Mary Kay, showing some grit in her narrow-eyed expression, said, “We’re at the deep end—the borderland of the solar system. It took a lot of money to put us here, and—”

“You’re going to interfere in an intelligent alien society, don’t you realize that?” Chow-Lin said.

“We already have,” said Uziki, who usually confined herself to computers and the robots. She seldom said anything about nonengineering matters, but Shanna was glad to have her come forward. “They’re part of the problem we came to solve, right? So we have to understand them.”

“We can’t just blunder—”

“Do I hear echoes of the Prime Directive here?” Shanna said, absolutely straight, letting the words do all the work that a sarcastic tone would have. Chow-Lin was a fan of an ancient TV show, one she had watched a few times. She knew just enough to make fun of it.

Chow-Lin said guardedly, “Well, we do have to follow some code.”

“Look,” Jordin said reasonably, “we don’t have protocols from ISA on this.
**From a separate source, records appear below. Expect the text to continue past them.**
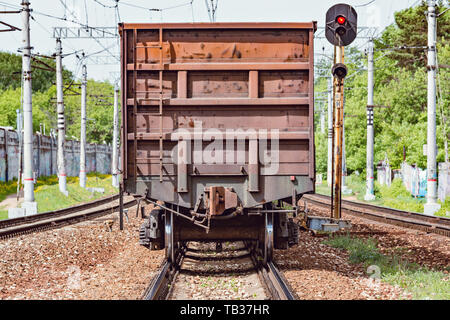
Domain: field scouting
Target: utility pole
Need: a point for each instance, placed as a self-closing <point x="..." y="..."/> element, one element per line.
<point x="322" y="117"/>
<point x="19" y="134"/>
<point x="29" y="204"/>
<point x="83" y="128"/>
<point x="330" y="131"/>
<point x="370" y="196"/>
<point x="115" y="159"/>
<point x="61" y="121"/>
<point x="431" y="206"/>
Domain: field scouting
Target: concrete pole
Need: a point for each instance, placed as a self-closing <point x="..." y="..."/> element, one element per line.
<point x="345" y="189"/>
<point x="115" y="155"/>
<point x="431" y="206"/>
<point x="28" y="177"/>
<point x="83" y="129"/>
<point x="61" y="121"/>
<point x="330" y="131"/>
<point x="370" y="196"/>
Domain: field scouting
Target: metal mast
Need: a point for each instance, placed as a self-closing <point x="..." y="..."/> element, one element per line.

So we’re free to deal with opportunities as they arise.”

“You want to go down there again?” Chow-Lin countered. “It’s dangerous.”

“Yeah, but that’s not the appeal,” Jordin said, only a slight upturn at the corner of his mouth showing that this was ironic.

“We don’t have permission,” Chow-Lin began. “I’ll enter an objection—”

“No, you won’t, mister,” Shanna said mildly. “That’s an order.”

She had carefully chosen the moment to invoke her authority. On long missions crew saw their captain sharing the scut work, doing her clothes in the washer, waking up after a bad night’s sleep—and soon enough, she didn’t look like a voice of authority anymore. But that didn’t mean the mission could do without one. It was a matter of knowing when to remind them, a lesson learned through the decades on Mars and passed on.

Chow-Lin opened his mouth to say something, then slowly closed it. He shook his head for a moment, biting his lip, and Shanna thought she would have to deal with outright insurrection. But no; he looked down, eyes boring into the black tabletop, and said nothing.